2

I'm using lxml implementation in python for HTML and XML parsing. Setting up a parser like

parser = lxml.etree.HTMLParser()

and returning a tree from HTML source (string)

tree = lxml.etree.fromstring(html, parser).getroottree() # Returns a XML tree

According to lxml docs, this should return a DOM tree (XML)

I want to find certain elements having tags such as "a", "div", "span", etc.

How can I get the XPath of all possible elements using their tag names?

EDIT: I am actually developing a AJAX crawler, so I need Selenium to click certain elements which can change DOM state. I send the HTML source to the lxml for analysis.

For example, taking default elements in a list like

["a", "button", "li", "nav", "ol", "span", "ul", "header", "footer", "section"]

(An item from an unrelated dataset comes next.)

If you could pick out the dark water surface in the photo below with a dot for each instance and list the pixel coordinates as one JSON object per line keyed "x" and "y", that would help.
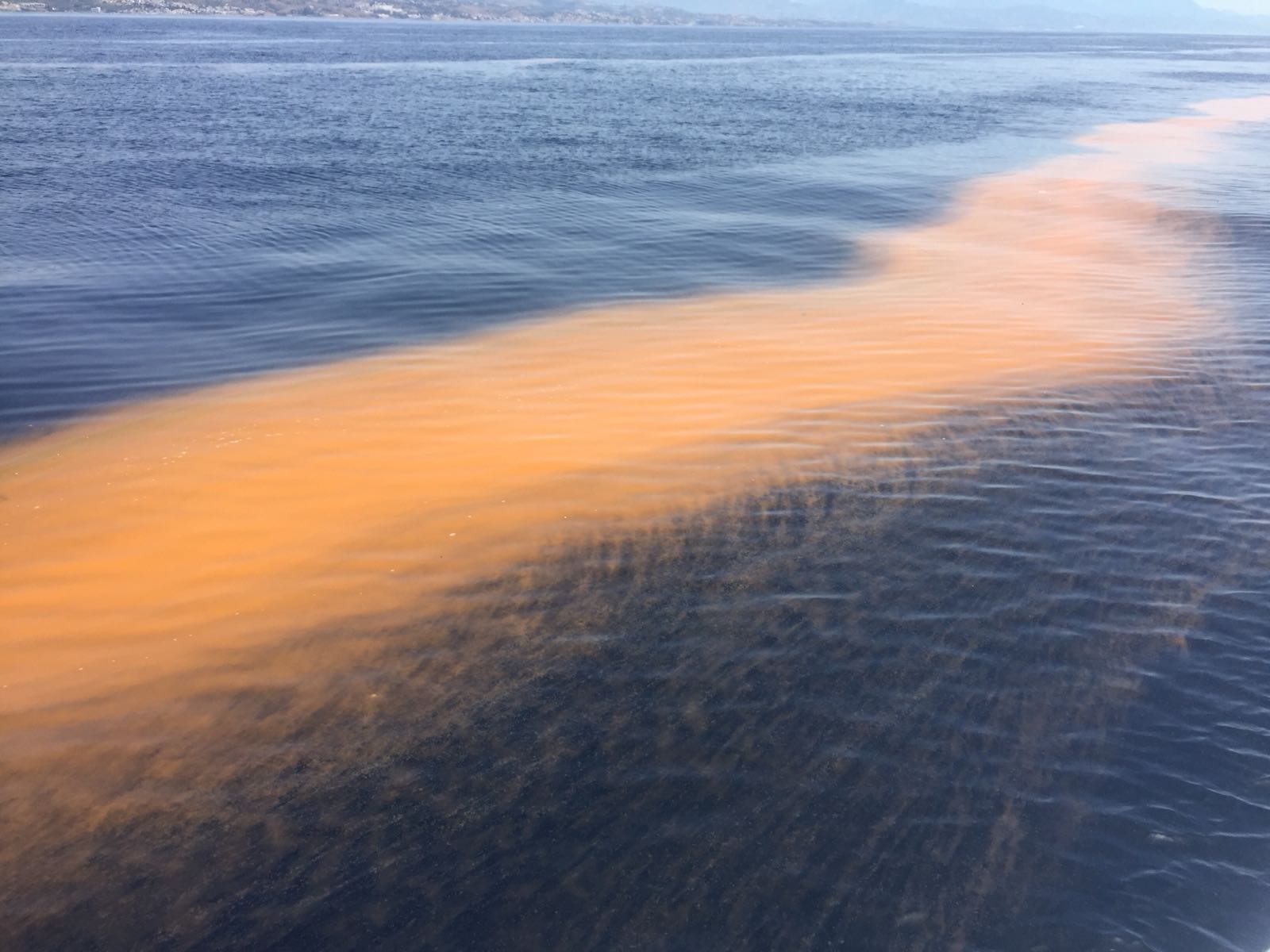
{"x": 1003, "y": 685}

I need to get xpaths of the above elements so that I can pass them to Selenium for click, and for other event triggers.

  • 1
    Could you provide a simple example: input (html fragment) and the desired output? Thanks. – alecxe Jun 02 '14 at 16:00

2 Answers2

2

You don't really need to use a separate parser, selenium itself is pretty powerful in terms of Locating Elements:

from selenium import webdriver

browser = webdriver.Firefox()
browser.get('url_goes_here')
list_of_elements = ["a", "button", "li", "nav", "ol", "span", "ul", "header", "footer", "section"]
for tag_name in list_of_elements:
    for element in browser.find_elements_by_tag_name(tag_name):
         print element
alecxe
  • 462,703
  • 120
  • 1,088
  • 1,195
  • But Selenium is what makes it slow. Do you know a method to do this using lxml? Thanks. – user3623152 Jun 02 '14 at 17:47
  • @user3623152 I think you have to stick with `selenium` since you need webdriver element instances for further actions - you said you would need to click and trigger events on the elements found. – alecxe Jun 02 '14 at 17:49
0

I've always found using "beautiful Soup" makes this sort of thing much easier.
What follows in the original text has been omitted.